An ounce of prevention? It’s worth a great deal more than a pound of cure when it comes to your corporate information systems.

Old adages stick around for a reason; they are usually filled with profound common sense. I feel compelled to share some experiences from the past few weeks that this particular gem fits like a glove. But first, let’s set the context.

We are DaaSle. We are in the IT business to bring value to our clients. We are an elite group of experienced technical ninjas, adept at the art of engineering new and innovative ways to meet IT challenges. Our solutions are comprised of technologies from leading vendors and our overall process is designed to increase revenue, avoid and/or reduce cost, leverage our clients existing IT investments, minimize risk and ensure alignment of IT to achieve business goals.
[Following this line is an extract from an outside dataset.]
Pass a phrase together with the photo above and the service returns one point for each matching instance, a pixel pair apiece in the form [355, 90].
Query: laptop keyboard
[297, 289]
One of our marquee services is the design and implementation of on-premises, cloud-based and hybrid data protection systems (backups, for short) and as a result, we have some experience in helping our customers recover their data when disaster strikes.

Now, on with the story… In the last month we have spent a lot of human brain cycles getting 3 “new” customers back into operation. The reason I say human brain cycles is that I don’t think AI is going to be able to solve this problem any time soon – AI has no “gut feeling”, no intuition. It can be a big help when it comes to scouring petabytes of data in search of valuable patterns, but it will be a while till an AI can match the creative energy and overall synergy a team of experienced humans engaged in a collaborative effort and working toward a common goal. So, a quick tip of the hat to the leadership of the CIO’s involved, the helpfulness of the vendors involved and the tenacity and hard work of the client IT staff and DaaSle ninja’s. Your efforts literally saved three companies, kudos to you all! 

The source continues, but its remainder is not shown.